Perseteruan, pertikaian, perkelahian atau apapun itu sejenis bermula dari hal yang paling mendasar adalah prasangka sosial.
Seseorang tidak akan menghantam orang lain kalau tidak diawali oleh prasangka, kecuali kalau ia adalah orang gila yang tiba-tiba baku hantang sesuka hati.
Namun, apa yang hendak saya katakan adalah, segala kekacauan interaksi kita dengan orang lain itu semua bermula dari prasangka.
Ya, memang, prasangka sosial itu ada yang baik dan ada juga yang buruk.
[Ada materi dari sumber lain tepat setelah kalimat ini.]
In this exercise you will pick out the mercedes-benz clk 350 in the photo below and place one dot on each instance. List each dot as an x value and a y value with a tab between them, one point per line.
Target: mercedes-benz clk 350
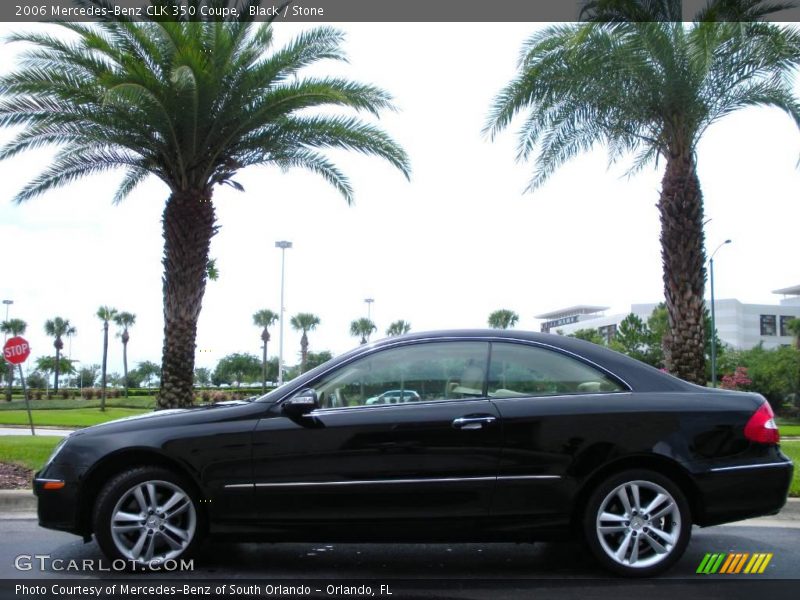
494	436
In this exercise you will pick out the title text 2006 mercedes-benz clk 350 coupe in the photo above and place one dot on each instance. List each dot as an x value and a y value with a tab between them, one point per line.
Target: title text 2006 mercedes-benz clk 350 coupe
486	436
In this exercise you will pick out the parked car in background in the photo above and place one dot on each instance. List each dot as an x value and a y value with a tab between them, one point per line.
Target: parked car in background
511	436
394	396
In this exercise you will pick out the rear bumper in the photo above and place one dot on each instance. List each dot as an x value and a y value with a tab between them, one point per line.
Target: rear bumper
736	492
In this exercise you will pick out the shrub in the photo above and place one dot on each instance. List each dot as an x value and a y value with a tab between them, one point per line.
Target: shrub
738	380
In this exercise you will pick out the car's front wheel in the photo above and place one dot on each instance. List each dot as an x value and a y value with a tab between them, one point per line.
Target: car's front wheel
147	515
637	523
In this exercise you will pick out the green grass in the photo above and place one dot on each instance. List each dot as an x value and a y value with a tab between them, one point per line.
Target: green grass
58	403
26	451
78	417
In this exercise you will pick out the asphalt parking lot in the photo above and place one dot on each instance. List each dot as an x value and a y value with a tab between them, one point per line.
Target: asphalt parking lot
541	570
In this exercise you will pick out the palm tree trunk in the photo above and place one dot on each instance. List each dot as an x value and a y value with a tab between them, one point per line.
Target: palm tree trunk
303	352
105	360
58	363
683	255
125	361
265	339
188	223
10	376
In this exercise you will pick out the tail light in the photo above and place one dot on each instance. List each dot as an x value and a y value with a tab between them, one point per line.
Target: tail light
761	427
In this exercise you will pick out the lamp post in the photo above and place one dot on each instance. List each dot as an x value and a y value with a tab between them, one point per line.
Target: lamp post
369	302
10	366
713	318
283	245
7	303
80	375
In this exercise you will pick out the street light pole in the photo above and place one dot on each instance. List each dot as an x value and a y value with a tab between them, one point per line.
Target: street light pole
7	303
10	373
369	302
283	245
713	318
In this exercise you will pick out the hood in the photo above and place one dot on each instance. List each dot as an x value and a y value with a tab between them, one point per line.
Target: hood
154	418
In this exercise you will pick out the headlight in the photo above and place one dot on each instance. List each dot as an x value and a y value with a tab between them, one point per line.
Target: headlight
59	446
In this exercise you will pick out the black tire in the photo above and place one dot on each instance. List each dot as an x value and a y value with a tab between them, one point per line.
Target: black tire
632	542
119	496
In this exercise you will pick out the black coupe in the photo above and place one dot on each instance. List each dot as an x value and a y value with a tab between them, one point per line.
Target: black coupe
492	436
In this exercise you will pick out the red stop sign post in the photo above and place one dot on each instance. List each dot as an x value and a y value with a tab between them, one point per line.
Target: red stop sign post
16	351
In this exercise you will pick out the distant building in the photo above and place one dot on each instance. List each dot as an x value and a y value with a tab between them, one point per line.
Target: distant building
739	325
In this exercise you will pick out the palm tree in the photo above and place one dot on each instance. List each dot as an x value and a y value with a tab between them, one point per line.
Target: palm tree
192	103
794	328
12	327
57	328
398	328
125	320
265	319
304	322
362	327
503	319
652	90
54	364
105	314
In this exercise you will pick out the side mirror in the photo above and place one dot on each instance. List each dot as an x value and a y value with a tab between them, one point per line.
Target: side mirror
301	403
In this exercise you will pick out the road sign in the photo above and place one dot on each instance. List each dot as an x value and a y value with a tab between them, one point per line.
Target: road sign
17	350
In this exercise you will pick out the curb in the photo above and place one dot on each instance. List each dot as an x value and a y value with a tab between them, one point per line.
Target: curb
13	501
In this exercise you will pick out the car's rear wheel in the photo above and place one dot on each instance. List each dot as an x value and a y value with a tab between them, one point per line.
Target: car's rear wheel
147	515
637	523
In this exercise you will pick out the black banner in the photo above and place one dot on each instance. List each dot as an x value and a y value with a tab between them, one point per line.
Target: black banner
329	11
151	588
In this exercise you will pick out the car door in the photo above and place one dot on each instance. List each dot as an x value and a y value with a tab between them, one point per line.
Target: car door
435	456
553	407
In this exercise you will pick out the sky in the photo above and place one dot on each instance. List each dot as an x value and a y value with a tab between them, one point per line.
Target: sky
460	239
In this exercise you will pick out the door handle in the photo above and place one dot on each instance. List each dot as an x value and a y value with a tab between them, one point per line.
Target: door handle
472	422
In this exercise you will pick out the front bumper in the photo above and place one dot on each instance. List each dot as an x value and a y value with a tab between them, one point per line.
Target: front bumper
57	507
737	492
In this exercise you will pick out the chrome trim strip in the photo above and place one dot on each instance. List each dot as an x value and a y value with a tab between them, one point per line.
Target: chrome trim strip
387	481
758	466
372	482
529	477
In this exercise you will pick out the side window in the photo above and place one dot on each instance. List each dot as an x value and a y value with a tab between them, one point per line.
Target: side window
517	370
415	373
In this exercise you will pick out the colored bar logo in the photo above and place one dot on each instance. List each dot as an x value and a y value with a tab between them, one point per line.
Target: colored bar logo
734	563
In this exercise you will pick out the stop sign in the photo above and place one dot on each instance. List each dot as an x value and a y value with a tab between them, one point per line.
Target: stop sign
16	351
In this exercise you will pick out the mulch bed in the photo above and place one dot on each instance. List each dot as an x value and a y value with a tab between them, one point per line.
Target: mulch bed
14	477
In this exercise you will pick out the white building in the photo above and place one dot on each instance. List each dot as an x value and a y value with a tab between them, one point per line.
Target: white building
739	325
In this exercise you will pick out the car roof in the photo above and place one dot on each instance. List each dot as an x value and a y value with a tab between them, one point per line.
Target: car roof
639	376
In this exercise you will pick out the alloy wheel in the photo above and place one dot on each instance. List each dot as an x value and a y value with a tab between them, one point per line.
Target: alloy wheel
638	524
153	521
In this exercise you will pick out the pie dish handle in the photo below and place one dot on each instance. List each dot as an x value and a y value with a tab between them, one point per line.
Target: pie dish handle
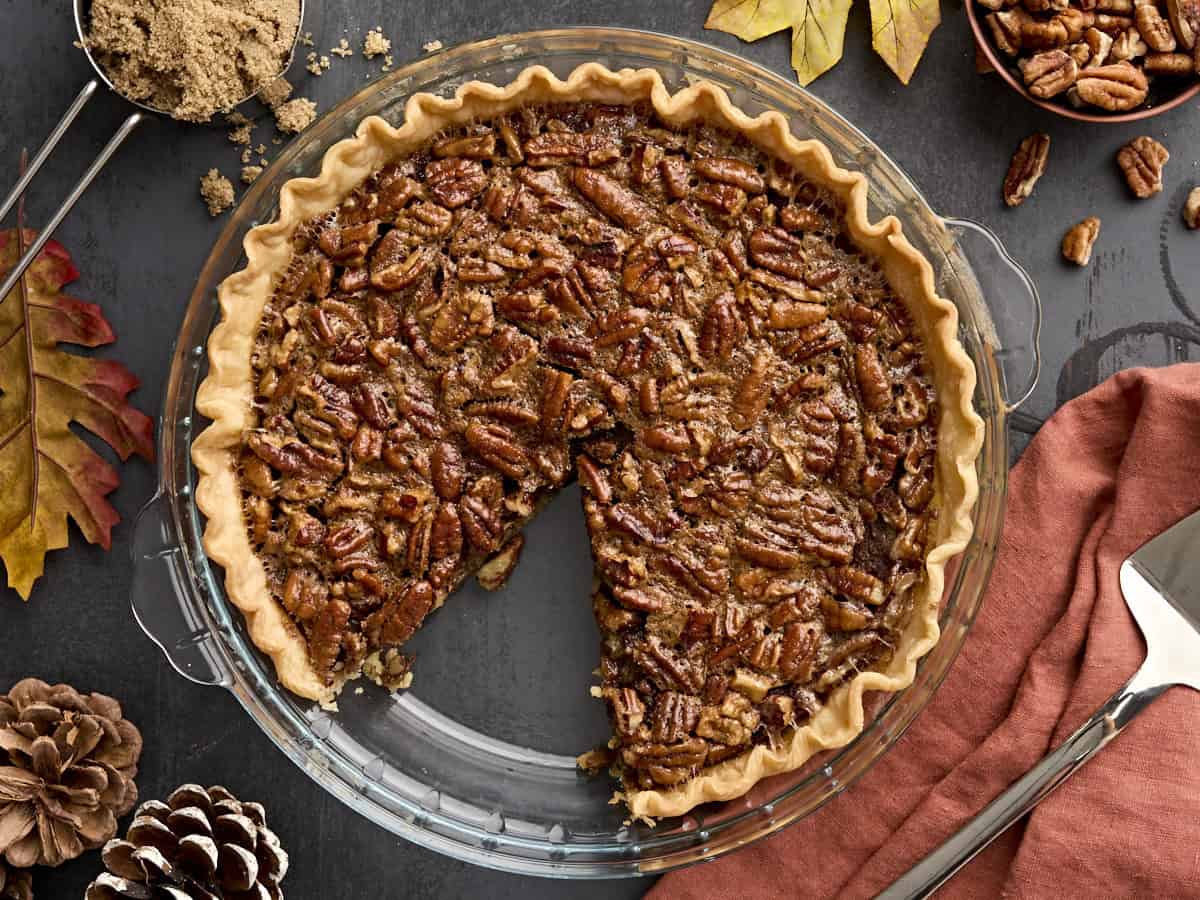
163	598
1012	298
Namun, selaku manusia yang biasa-biasa aja, bukan spek yang baik-baik amat, prasangka sosial lebih cenderung bersifat buruk.
Nah, oleh seorang sosiolog beraliran interaksionisme simbolik, yakni Herbert Blumer pernah menerangkan bahwa ternyata prasangka sosial itu erat kaitannya, atau dilatarbelakangi oleh perasaan tertentu yang dimiliki seseorang.
Melalui sebuah makalah ringkasnya yang berjudul “Race Prejudice as a Sense of Group Position”, ia menerangkan bahwa prasangka itu sebagai wujud defensif pada orang lain.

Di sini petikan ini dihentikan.